6:20 AM – Begin neurological brain monitoring for clinical trial

10 AM – Surgery Begins

11:40 AM – 1st update from doctors: the first hour and a half was spent prepping him for surgery

1 PM – 2nd update from doctors: he is on heart-lung bypass machine and they have inserted a Gore-Tex shunt in his heart to supply blood flow to the lungs. It is a tiny 3mm tube. The surgeon is now inspecting the rest of the heart’s anatomy.

3 PM – 3rd update from doctors: After creating the original shunt (Blalock shunt) to supply blood to the lungs and inspecting the anatomy of the heart the surgeon has decided to change their approach to the surgery. They created a new shunt (Sano shunt) going from the pulmonary artery to the right ventricle and removing the original shunt. This was done to allow better flow of blood to the lungs.

5 PM – 4th update from doctors: Blake is off of the bypass machine and his little heart is now working on its own. They said the surgery went as well as it possibly could have. All of his vital signs are looking good.

8 PM – Final meeting with doctors: The doctor told us the results from his MRI prior to surgery came back abnormal. This might not mean anything major, but what it does mean is that by doing the clinical trial they were able to identify this and start to change their plans to try and address any abnormalities. These results allowed the surgeon to choose to do the Sano shunt. The doctor was concerned about how tiny he is. With this type of surgery, feeding is hard because there are many organs that need to cooperate.  Blake rests in ICU.

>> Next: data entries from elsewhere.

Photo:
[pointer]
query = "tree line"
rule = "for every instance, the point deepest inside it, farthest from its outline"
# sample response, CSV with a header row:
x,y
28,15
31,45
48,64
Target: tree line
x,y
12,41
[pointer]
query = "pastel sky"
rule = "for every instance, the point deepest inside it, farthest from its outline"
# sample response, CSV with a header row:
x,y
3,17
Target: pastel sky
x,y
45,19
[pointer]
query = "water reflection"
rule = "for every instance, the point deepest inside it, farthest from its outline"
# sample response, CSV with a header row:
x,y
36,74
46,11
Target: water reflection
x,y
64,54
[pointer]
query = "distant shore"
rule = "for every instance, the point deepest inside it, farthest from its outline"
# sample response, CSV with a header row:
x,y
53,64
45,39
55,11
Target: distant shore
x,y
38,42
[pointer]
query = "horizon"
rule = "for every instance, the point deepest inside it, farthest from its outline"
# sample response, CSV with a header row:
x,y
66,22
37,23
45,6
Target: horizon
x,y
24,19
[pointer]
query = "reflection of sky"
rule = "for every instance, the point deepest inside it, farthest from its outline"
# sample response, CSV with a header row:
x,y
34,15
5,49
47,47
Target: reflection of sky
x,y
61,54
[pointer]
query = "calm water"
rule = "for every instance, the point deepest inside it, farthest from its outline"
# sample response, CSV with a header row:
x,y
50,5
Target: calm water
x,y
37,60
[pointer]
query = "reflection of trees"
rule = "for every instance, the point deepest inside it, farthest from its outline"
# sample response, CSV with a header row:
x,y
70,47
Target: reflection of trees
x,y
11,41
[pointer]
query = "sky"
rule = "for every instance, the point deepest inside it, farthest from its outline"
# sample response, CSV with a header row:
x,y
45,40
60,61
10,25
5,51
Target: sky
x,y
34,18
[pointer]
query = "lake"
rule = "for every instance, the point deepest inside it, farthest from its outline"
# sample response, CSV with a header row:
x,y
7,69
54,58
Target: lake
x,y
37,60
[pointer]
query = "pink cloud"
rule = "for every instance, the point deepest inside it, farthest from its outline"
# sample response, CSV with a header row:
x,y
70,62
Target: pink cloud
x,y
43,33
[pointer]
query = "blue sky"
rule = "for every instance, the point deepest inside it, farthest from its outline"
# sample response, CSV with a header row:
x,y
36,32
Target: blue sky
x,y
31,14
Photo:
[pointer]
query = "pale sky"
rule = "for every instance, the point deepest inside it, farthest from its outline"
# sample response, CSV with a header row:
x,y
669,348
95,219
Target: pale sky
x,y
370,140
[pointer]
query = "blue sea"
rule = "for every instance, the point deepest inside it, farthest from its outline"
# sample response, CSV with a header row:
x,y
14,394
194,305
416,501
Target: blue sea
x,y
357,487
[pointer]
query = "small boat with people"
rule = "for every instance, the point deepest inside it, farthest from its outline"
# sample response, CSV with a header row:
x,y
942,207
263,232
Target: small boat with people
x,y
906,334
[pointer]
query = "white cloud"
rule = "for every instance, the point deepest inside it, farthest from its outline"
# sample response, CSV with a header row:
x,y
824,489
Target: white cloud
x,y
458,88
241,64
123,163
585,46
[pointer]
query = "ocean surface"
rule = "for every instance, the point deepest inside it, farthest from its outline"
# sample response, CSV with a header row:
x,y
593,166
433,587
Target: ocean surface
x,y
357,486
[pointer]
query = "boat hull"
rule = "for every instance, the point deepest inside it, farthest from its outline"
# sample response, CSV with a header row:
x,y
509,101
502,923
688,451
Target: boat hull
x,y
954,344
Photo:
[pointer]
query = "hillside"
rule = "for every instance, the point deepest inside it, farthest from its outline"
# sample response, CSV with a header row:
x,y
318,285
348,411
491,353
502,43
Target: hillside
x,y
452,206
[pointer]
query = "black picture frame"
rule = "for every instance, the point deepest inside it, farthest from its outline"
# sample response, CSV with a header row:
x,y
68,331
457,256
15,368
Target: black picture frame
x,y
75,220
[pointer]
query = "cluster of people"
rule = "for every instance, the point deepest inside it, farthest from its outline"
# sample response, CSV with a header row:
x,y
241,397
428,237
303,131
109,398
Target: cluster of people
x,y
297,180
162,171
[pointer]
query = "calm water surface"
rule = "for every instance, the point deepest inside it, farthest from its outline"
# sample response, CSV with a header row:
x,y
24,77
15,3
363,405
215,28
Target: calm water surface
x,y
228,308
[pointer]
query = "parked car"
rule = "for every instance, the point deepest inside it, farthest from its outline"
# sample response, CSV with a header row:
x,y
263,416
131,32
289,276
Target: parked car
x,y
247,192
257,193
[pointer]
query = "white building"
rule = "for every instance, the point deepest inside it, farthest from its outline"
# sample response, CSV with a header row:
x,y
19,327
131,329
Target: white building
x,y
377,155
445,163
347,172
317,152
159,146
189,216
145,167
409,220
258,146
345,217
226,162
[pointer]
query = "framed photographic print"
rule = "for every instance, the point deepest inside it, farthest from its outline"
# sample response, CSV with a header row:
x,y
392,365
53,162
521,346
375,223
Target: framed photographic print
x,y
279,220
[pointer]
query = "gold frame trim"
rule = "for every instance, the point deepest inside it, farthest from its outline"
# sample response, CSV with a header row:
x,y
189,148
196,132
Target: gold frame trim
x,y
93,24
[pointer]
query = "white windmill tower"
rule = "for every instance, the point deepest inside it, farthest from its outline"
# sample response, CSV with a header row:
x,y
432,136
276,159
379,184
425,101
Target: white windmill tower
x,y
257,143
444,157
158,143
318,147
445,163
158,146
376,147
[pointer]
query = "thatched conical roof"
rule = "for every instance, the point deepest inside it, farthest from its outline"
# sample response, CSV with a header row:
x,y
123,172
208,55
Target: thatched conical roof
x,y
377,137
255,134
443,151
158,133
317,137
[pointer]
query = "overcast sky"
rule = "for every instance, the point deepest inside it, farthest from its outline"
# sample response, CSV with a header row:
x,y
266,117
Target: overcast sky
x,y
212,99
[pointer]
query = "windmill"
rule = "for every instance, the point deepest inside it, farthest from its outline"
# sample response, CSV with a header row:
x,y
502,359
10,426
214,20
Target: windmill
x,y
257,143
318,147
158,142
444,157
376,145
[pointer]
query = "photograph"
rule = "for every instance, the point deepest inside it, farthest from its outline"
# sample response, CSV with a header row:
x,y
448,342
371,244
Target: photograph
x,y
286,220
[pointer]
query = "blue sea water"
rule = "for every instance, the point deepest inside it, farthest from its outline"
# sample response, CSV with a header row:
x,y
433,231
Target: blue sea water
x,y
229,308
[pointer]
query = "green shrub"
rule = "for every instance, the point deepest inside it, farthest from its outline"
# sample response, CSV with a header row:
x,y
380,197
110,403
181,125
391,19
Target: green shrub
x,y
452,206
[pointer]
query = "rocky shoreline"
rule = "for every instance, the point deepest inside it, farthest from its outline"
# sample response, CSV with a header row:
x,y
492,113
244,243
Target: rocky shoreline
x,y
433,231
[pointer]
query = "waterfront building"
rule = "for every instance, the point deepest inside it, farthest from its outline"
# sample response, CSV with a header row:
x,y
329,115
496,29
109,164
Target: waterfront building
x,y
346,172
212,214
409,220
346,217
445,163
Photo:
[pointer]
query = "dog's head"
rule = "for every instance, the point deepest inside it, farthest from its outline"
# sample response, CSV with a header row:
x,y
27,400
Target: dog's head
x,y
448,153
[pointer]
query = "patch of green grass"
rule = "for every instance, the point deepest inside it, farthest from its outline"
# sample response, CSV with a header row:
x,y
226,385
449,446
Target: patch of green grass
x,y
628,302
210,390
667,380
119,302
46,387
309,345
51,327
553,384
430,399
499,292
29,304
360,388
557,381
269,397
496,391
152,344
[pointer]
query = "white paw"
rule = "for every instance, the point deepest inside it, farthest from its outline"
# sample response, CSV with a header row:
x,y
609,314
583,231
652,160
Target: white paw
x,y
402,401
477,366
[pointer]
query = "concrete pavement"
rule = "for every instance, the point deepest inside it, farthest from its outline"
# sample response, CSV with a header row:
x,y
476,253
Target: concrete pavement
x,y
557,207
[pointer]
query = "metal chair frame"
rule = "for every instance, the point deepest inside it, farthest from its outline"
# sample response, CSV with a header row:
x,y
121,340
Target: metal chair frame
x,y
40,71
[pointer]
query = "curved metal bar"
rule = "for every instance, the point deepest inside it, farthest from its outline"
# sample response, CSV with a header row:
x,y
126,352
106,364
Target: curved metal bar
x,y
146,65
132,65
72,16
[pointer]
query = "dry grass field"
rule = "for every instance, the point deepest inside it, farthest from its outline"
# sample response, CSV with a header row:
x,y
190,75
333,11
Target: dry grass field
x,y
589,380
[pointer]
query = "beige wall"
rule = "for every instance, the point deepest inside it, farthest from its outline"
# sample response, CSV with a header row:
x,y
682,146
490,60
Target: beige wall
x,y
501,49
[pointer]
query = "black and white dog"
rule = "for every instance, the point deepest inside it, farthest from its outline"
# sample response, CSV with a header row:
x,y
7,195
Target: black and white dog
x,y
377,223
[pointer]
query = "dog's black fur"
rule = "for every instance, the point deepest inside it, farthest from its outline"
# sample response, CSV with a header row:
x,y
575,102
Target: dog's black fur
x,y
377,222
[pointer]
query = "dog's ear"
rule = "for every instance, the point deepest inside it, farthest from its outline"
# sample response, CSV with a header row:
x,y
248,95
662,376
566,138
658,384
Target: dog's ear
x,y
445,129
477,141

The operation went as well as it could, they were able to close his chest, and although there was some bleeding, they were able to keep it under control.  Post-op we got a more information about the results of the MRI. There appeared to be some white matter in the brain that is out of place (the white matter is what affects your coordination and other motor skills). The gray matter which is your thought processing is normal. Nobody know what this means for outcomes, we were told that he might be a little less coordinated, or on the opposite extreme he may have Cystic Fibrosis.  This was a huge setback in morale for us because we felt we had just subjected him to an excruciating surgery for little quality of life.  There was a lot of time where we had to take a step back and get perspective on the fact that we were doing everything we could, and much of the outcomes were out of our hands.

Five days post-surgery Blake’s ventilator was removed and he was breathing on his own.  I got to hold him for the 1st time post surgery on Mother’s Day, 6 days after surgery.  Eight-days post-surgery he was moved out of ICU and to a floor where we get to stay with him around-the-clock.  It was 18 days after he was born before Blake and his sister were able to meet for the first time.

During this time he started having aspiration issues and feeding was challenging.  They told us they were keeping us in the hospital until these issues resolved and they scheduled surgery for a feeding tube.  The surgery was delayed and during that time (with much tenacity and thickening of milk) I was able to get Blake to take 100% of his milk from a bottle without aspiration.  On May 22, we were finally able to take our little miracle home.